Tal questão de pesquisa é relevante, pois a revolução 4.0 está gerando diferentes transformações no mercado de trabalho, alterando sobremaneira o processo e as relações de trabalho (Kramer, 2017). Sendo assim, torna-se necessário investigar o trabalho no setor de delivery para uma melhor compreensão deste quadro, indo ao encontro dos estudos de Sabino & Abílio (2019) e Slee (2017), que salientam a necessidade de fomentar novas pesquisas sobre o trabalho de motoboys e bikeboys.

Referencial teórico

A quarta revolução industrial: tecnologias 4.0 e impactos no trabalho

Historicamente, a maioria das revoluções industriais ocorreram através de uma disrupção tecnológica nos meios produtivos (Lee, et al, 2018). A primeira revolução industrial, ocorrida nos anos de 1760, teve seu estopim ligado à invenção da máquina a vapor, que permitiu a migração de diversas pessoas das zonas rurais para as cidades (Cunha, 2019). A segunda revolução, por volta de 1900, trouxe como grande ruptura tecnológica o motor com combustão interna, fomentando o crescimento industrial que passou a ser baseado no petróleo e na geração de energia (Xu et al., 2018).

A terceira revolução industrial, a partir do final dos anos de 1960, foi marcada pela automatização dos processos produtivos e pelo aumento de produtividade nos setores de indústria e de serviços através de tecnologias eletrônicas, computacionais e do advento da internet (Xu et al., 2018).

Atualmente a discussão gira em torno da quarta revolução industrial, termo cunhado por Klaus Schawb, engenheiro, economista, fundador do Fórum Econômico Mundial e um dos precursores desse debate.
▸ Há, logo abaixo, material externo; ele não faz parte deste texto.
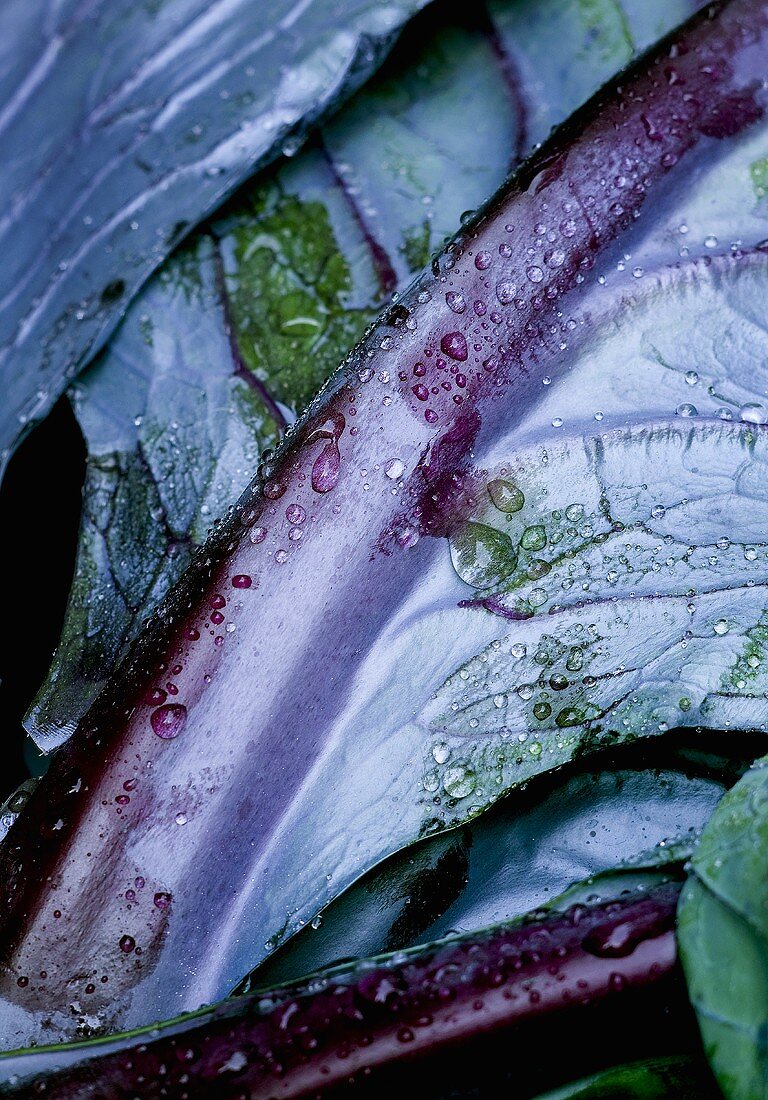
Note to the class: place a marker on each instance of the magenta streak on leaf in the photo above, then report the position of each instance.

Para Schawb (2016, p. 1) “(...) estamos no início de uma revolução que está mudando fundamentalmente a forma como vivemos, trabalhamos e nos relacionamos um com o outro”. Esta revolução se diferencia das anteriores fundamentalmente pela velocidade das transformações, pelas mudanças que tecnologias inteligentes e complexas têm gerado e pelos impactos nas mais diferentes facetas do mundo moderno, seja no trabalho, nas relações sociais, nas organizações e nos indivíduos (Nesello, 2019).

A revolução 4.0 pode ser definida como um novo sistema tecnológico que está sendo moldado pela internet, sua conectividade, a integração e a digitalização da produção e distribuição de bens, serviços e informações. Trata-se de uma indústria inteligente caracterizada pelo uso intensivo de inovações em tecnologia digital, robótica avançada e inteligência artificial (IA) (Sartori, Zanotto & Fachinelli, 2018; Israel, 2021).
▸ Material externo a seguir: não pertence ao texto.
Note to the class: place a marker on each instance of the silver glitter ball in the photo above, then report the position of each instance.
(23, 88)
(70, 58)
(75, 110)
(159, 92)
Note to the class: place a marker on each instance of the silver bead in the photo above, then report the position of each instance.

Embora muitos autores considerem que indústria 4.0 e revolução 4.0 sejam termos semelhantes, Borges et al. (2019) salienta que há diferença entre os dois. A indústria 4.0 refere-se à infraestrutura e tecnologia aplicada e é apenas um dos componentes da nova revolução, que por sua vez é todo o processo de mudança cultural, social, tecnológica e organizacional decorrente dos avanços tecnológicos.
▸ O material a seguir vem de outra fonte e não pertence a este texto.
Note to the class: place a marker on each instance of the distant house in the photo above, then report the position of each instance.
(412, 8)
Para Sakurai & Zuchi (2018), algumas das principais características que definem a revolução 4.0 são: a virtualização e a capacidade de operação em tempo real permitem uma melhor gestão de dados e negócios com monitoramento e processamentos remotos; descentralização dos negócios por meio de ambientes virtuais; e interoperabilidade, que tem a capacidade de fazer com que todos os recursos da organização (pessoas, sistemas, máquinas) comuniquem entre si em cada fase do processo.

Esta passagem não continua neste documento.